The most commonly encountered plant remains in the British Chalk are enigmatic bundles of fragments. These are quite common in the Grey Chalk, much less so in the White Chalk. Most associations are largely, or wholly, comprised of fragmented fronds, broken to similar lengths and loosely orientated along the axis of the bundle. The bundles are typically tubular and sometimes quite elongate. Though they superficially resemble pine cones, there is no axial structure and the fragments clearly did not grow together in the manner which they are now aggregated.
One possibility is that they represent the coprolites (dung) of herbivorous dinosaurs, which have dried, solidified and been carried out to sea.
Alternatively, they could represent burrows lined with plant fragments, analogous to the fish-scale lined 'worm'-tubes of Terebella lewesiensis. It is hard, though, to envisage that the supply of plant material to the chalk sea-floor would have been great enough or consistent enough to support a population of burrow-builders. Perhaps the 'worm' which formed Terebella lewesiensis was an opportunist able to make use of both fish scales and plant remains.
A final (but less intriguing) explanation is that these associations simply represent plant debris that has been aggregated by wind action whilst floating on the surface of the sea.

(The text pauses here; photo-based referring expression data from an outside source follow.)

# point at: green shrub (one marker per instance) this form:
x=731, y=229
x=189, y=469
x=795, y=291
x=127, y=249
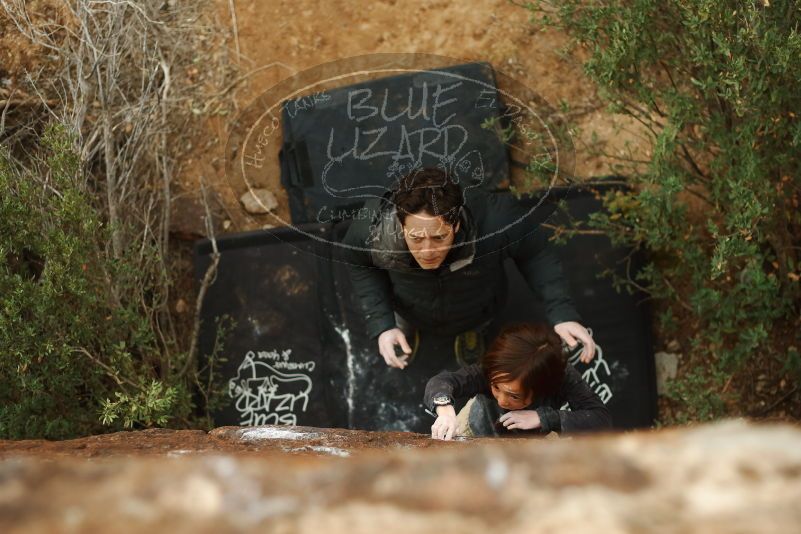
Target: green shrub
x=68, y=341
x=714, y=84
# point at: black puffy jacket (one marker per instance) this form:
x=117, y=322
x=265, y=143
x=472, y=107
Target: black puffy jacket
x=470, y=287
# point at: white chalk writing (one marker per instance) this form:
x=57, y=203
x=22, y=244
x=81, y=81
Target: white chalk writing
x=264, y=394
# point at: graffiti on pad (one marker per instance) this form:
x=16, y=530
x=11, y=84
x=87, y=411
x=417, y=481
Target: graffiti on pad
x=270, y=388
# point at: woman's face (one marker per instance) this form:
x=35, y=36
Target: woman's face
x=511, y=395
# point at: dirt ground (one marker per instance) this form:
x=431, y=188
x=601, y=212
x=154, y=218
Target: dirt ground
x=277, y=39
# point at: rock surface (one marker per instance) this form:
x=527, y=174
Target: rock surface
x=728, y=477
x=667, y=365
x=258, y=201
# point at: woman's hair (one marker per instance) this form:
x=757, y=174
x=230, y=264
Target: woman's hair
x=530, y=352
x=430, y=190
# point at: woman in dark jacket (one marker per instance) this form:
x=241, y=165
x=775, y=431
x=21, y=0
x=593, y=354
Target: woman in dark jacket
x=521, y=385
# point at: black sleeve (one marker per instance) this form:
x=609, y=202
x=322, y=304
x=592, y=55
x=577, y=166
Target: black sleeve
x=542, y=269
x=464, y=383
x=371, y=284
x=587, y=410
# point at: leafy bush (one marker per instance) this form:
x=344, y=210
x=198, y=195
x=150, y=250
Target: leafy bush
x=714, y=85
x=68, y=341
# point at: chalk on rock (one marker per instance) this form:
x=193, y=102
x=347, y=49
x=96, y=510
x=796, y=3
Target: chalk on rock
x=258, y=201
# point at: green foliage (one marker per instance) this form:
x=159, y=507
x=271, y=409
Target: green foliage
x=68, y=341
x=714, y=85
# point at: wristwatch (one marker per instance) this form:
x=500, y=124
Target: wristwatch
x=441, y=400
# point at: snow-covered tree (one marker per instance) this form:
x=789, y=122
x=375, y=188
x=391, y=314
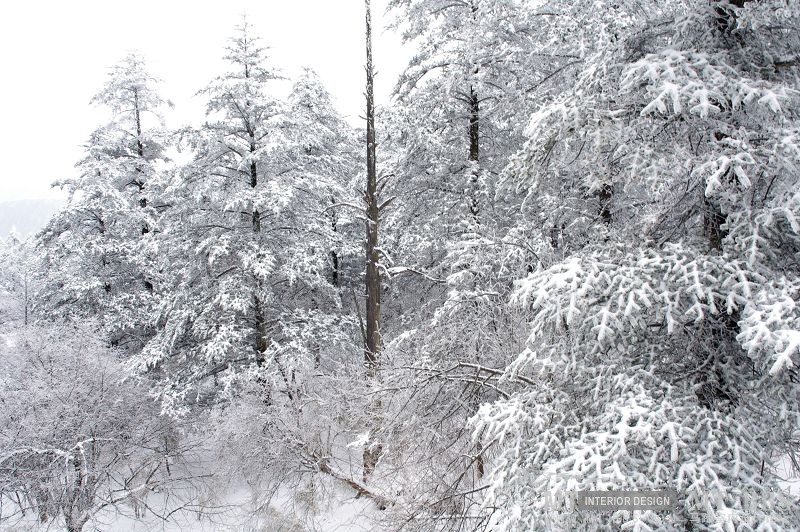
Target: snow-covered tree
x=77, y=436
x=662, y=319
x=16, y=281
x=97, y=253
x=250, y=240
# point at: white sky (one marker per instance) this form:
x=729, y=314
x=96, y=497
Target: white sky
x=54, y=56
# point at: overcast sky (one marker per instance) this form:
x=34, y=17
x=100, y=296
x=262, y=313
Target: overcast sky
x=54, y=57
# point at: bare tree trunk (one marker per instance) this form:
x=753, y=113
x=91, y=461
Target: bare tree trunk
x=474, y=148
x=604, y=195
x=372, y=342
x=140, y=152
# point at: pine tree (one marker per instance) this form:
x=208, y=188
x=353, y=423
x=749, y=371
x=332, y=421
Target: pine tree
x=98, y=252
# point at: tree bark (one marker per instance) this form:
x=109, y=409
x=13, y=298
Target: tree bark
x=474, y=149
x=372, y=342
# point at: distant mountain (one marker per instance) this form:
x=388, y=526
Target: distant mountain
x=26, y=216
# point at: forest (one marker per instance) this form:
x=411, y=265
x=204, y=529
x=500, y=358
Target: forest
x=565, y=258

1). A particularly elongate and densely packed association (x1.6, Grey Chalk, Glynde, East Sussex, Willett Collection, Booth Museum, BMB 008205, by kind permission of John Cooper).

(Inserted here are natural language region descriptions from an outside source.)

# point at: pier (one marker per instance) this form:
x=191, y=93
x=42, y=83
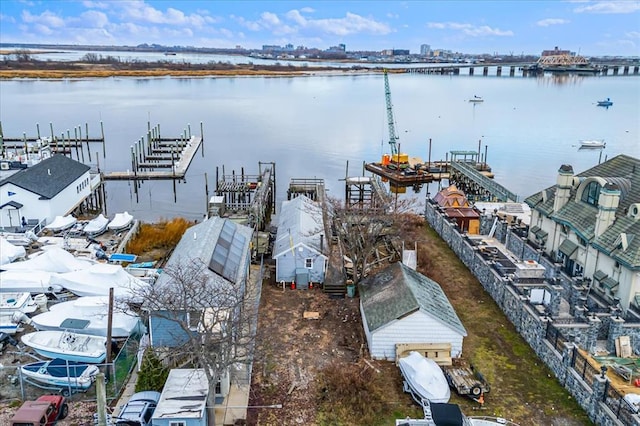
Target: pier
x=155, y=157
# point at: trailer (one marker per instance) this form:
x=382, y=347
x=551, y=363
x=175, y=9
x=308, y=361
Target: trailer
x=466, y=380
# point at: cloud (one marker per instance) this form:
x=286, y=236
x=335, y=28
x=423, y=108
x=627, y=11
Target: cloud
x=470, y=30
x=551, y=21
x=614, y=7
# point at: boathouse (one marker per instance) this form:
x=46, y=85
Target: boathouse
x=299, y=247
x=589, y=223
x=458, y=209
x=401, y=306
x=53, y=187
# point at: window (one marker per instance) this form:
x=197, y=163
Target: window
x=591, y=193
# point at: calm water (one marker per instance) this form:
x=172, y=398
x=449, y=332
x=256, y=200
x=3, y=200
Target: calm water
x=313, y=126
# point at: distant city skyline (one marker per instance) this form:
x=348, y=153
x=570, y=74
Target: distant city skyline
x=590, y=28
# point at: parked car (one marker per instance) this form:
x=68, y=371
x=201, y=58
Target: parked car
x=45, y=411
x=138, y=410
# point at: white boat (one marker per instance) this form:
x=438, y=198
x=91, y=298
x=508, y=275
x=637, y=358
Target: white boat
x=96, y=226
x=436, y=414
x=88, y=315
x=120, y=221
x=67, y=345
x=61, y=373
x=10, y=252
x=97, y=279
x=17, y=301
x=60, y=223
x=28, y=281
x=593, y=143
x=424, y=379
x=51, y=259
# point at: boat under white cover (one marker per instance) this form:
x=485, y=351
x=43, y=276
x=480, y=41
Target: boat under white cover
x=17, y=301
x=97, y=279
x=60, y=223
x=10, y=252
x=120, y=221
x=66, y=345
x=96, y=226
x=28, y=281
x=51, y=259
x=61, y=373
x=88, y=315
x=424, y=378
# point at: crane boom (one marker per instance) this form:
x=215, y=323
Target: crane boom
x=393, y=137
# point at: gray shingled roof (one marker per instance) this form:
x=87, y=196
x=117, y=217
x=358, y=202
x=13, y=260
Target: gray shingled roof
x=198, y=245
x=398, y=291
x=49, y=177
x=624, y=172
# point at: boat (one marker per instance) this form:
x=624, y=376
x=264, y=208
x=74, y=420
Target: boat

2). Part and counterpart of a large association (x1.0, Grey Chalk, Glynde, East Sussex, Randell Collection, RR 1000).
3). (A) Detail revealing the fragmented nature of the fronds which comprise the association (x3.8, Grey Chalk, Glynde, East Sussex, Randell Collection, RR 1000); (B) Detail of an association containing an anomalous dark lump which may possibly represent a seed (x5, Grey Chalk, Glynde, East Sussex, Randell Collection, RR 1000).

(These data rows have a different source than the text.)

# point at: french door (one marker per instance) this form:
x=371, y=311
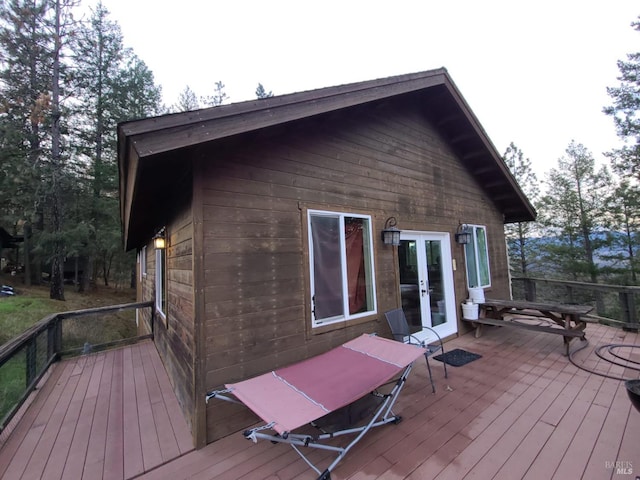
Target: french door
x=426, y=282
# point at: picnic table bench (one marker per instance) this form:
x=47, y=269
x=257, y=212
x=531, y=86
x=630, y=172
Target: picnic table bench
x=563, y=319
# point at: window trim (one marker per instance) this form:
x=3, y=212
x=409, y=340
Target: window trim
x=368, y=245
x=161, y=283
x=476, y=252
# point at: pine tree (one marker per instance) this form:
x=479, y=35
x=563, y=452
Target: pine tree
x=522, y=248
x=218, y=98
x=262, y=93
x=572, y=211
x=187, y=101
x=26, y=82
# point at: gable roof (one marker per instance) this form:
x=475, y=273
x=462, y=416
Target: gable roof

4). An association with particularly sharp preservation (x1.6, Grey Chalk, Glynde, East Sussex, Randell Collection, RR 1000).
5). An association with a well defined and anastomosed (wandering) tubular profile (x1.6, Grey Chalk, Sussex, Strevens Collection).
6). Detail of the broken end of a densely packed association (x3.3, Grey Chalk, Glynde, East Sussex, Willett Collection, Booth Museum, BMB 008205, by kind permission of John Cooper).
7). A large and branched (or possibly breached?) association (x0.9, Grey Chalk, Sussex?, Randell Collection, RR1435).